Info on variable here: https://ess.sikt.no/en/variable/query/stfdem/page/1 Based on the summary computed above, it can be concluded that on average (using a 0-10 point scale) women seem to be slightly more dissatisfied with the state of democracy in Italy when compared to their male counterparts. The difference between the two samples is very slight, with the means differing only slightly but it is still worth taking note of and acknowledging. ## Task 5

Provide code and answer.

Prompt: Interpret the box plot graph of stfedu and stfhlth that we generated already: according to ESS data, would we say that the median French person is more satisfied with the education system or health services? Explain.

the median is notably higher for the satisfaction with health services when compared to the satisfaction with the education system.This can be deduced by taking the graph at face value and looking at where the medians are positioned on each box plot. the median for educational services is positioned higher when compared to the satisfaction with the health services.

Change the boxplot graph: provide the code to change some of the key labels: (1) Change the title to: Boxplot of satisfaction with the state of education vs. health services; (2) Remove the x-axis label; (3) Change the y-axis label to: Satisfaction (0-10).

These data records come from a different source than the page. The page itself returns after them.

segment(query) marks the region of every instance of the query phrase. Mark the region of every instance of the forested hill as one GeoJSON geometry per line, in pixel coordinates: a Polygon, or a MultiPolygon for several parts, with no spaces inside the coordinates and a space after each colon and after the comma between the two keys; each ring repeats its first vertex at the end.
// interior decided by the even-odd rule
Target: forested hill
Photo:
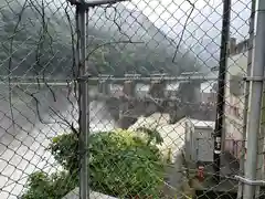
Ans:
{"type": "MultiPolygon", "coordinates": [[[[65,9],[66,3],[57,7],[30,0],[25,7],[23,2],[8,7],[6,1],[0,1],[1,75],[72,75],[72,34],[67,17],[74,29],[73,8],[65,9]]],[[[121,3],[115,8],[89,10],[88,34],[87,51],[93,51],[88,57],[92,73],[167,72],[178,75],[198,70],[194,69],[194,55],[189,53],[178,53],[172,62],[177,42],[142,12],[128,10],[121,3]],[[98,49],[94,51],[95,48],[98,49]]]]}

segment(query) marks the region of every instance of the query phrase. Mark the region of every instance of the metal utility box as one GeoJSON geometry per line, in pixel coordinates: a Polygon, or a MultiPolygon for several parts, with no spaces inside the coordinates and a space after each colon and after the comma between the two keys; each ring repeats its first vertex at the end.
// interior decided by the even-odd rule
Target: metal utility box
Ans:
{"type": "Polygon", "coordinates": [[[212,163],[214,122],[187,118],[186,156],[192,163],[212,163]]]}

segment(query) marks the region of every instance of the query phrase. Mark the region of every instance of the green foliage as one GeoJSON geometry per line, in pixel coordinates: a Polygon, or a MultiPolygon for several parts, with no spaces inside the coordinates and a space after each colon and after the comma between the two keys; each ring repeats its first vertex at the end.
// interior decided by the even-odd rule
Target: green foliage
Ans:
{"type": "MultiPolygon", "coordinates": [[[[156,139],[156,136],[152,139],[156,139]]],[[[152,143],[150,137],[145,139],[137,136],[137,133],[127,130],[91,135],[88,148],[91,188],[119,198],[136,196],[145,198],[150,195],[152,198],[159,198],[163,163],[159,149],[152,143]]],[[[77,187],[77,147],[76,134],[71,133],[53,138],[49,149],[68,172],[63,172],[64,178],[61,178],[61,174],[56,174],[56,178],[39,172],[33,174],[29,190],[22,198],[35,199],[40,192],[43,192],[43,198],[57,199],[67,192],[66,189],[70,191],[73,187],[77,187]],[[73,177],[73,180],[71,184],[65,184],[70,177],[73,177]],[[53,195],[55,184],[57,188],[56,193],[53,195]]]]}

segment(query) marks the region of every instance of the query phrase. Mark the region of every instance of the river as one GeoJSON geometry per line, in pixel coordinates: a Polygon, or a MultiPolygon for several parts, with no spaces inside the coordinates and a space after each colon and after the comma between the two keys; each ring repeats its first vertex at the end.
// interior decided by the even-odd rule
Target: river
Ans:
{"type": "MultiPolygon", "coordinates": [[[[52,87],[53,93],[41,88],[34,95],[39,101],[38,114],[36,102],[25,94],[36,90],[15,90],[12,123],[8,90],[4,86],[0,90],[0,198],[17,199],[31,172],[40,169],[52,172],[59,168],[45,148],[52,137],[68,132],[65,119],[77,125],[77,104],[65,87],[52,87]]],[[[89,109],[92,132],[114,127],[103,103],[92,102],[89,109]]]]}

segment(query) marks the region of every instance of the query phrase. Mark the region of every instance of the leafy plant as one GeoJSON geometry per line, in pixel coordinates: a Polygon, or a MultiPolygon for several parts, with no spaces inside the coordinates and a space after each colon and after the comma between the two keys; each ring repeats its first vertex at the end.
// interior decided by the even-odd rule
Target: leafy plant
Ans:
{"type": "MultiPolygon", "coordinates": [[[[89,137],[89,179],[91,188],[119,198],[159,198],[163,178],[163,163],[159,149],[150,142],[127,130],[100,132],[89,137]]],[[[155,134],[156,135],[156,134],[155,134]]],[[[153,139],[156,136],[153,137],[153,139]]],[[[74,133],[53,138],[49,149],[54,158],[64,167],[67,175],[33,174],[29,190],[23,199],[57,199],[77,187],[78,179],[78,139],[74,133]],[[39,177],[39,178],[36,178],[39,177]],[[68,186],[63,186],[72,177],[68,186]],[[60,180],[60,182],[59,182],[60,180]],[[56,195],[53,196],[53,188],[56,195]],[[61,187],[63,188],[61,190],[61,187]],[[47,193],[47,191],[50,193],[47,193]],[[43,192],[43,193],[41,193],[43,192]]]]}

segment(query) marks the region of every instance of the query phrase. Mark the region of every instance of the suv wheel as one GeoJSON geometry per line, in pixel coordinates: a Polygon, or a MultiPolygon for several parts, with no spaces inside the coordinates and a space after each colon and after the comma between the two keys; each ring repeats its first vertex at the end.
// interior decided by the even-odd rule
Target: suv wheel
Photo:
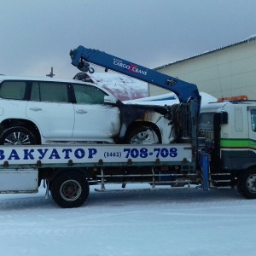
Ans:
{"type": "Polygon", "coordinates": [[[157,144],[160,139],[156,132],[150,127],[139,126],[134,129],[127,137],[129,144],[157,144]]]}
{"type": "Polygon", "coordinates": [[[0,135],[1,145],[35,145],[36,137],[32,132],[22,126],[3,130],[0,135]]]}

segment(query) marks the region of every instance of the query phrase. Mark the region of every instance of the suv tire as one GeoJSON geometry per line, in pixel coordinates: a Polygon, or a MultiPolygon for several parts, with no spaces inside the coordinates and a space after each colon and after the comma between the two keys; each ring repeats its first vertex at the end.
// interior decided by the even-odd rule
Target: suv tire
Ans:
{"type": "Polygon", "coordinates": [[[2,130],[1,145],[35,145],[36,137],[28,129],[22,126],[9,127],[2,130]]]}

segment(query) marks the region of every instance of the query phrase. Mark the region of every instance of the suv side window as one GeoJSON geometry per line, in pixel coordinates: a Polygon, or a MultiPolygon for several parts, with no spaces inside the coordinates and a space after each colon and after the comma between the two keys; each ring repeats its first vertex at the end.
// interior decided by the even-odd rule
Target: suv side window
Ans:
{"type": "Polygon", "coordinates": [[[106,93],[91,85],[73,84],[78,104],[104,104],[106,93]]]}
{"type": "Polygon", "coordinates": [[[33,82],[31,100],[35,102],[68,102],[67,84],[33,82]]]}
{"type": "Polygon", "coordinates": [[[12,100],[25,100],[25,81],[4,81],[1,84],[1,98],[12,100]]]}

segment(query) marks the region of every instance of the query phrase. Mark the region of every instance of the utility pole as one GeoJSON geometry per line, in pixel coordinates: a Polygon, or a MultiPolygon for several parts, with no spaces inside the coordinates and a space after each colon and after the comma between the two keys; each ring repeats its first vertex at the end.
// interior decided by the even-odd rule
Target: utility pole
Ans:
{"type": "Polygon", "coordinates": [[[46,76],[50,78],[53,78],[53,76],[55,76],[55,74],[53,73],[53,67],[50,68],[50,73],[47,74],[46,76]]]}

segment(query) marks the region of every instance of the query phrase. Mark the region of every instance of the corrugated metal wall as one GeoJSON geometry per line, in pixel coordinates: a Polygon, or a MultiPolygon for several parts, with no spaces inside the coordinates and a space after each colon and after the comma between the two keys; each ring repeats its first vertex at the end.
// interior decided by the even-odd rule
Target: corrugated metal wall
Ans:
{"type": "MultiPolygon", "coordinates": [[[[158,69],[195,84],[215,97],[247,95],[256,99],[256,41],[244,41],[158,69]]],[[[149,95],[168,92],[149,85],[149,95]]]]}

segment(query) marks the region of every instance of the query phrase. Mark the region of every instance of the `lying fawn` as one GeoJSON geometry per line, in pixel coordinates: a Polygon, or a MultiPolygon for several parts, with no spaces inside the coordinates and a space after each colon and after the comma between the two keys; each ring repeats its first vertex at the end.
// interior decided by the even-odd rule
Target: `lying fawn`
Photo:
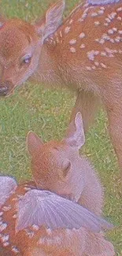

Hint: copy the boxplot code above and just replace or cut what is asked.

france_data %>%
  # Setting values to NA
  mutate(stfedu = ifelse(stfedu %in% c(77, 88, 99), NA, stfedu),
         stfhlth = ifelse(stfhlth %in% c(77, 88, 99), NA, stfhlth)) %>%
  # Reshaping the data
  select(stfedu, stfhlth) %>%
  gather(variable, value, c(stfedu, stfhlth)) %>%
  # Creating the boxplot
  ggplot(aes(x = variable, y = value)) +
  geom_boxplot() +
  labs(y = "Satisfaction (0-10)", x = "", title = "Boxplot of satfaction witj the state of education vs. health services") +
  theme_minimal()
## Warning: Removed 364 rows containing non-finite values (`stat_boxplot()`).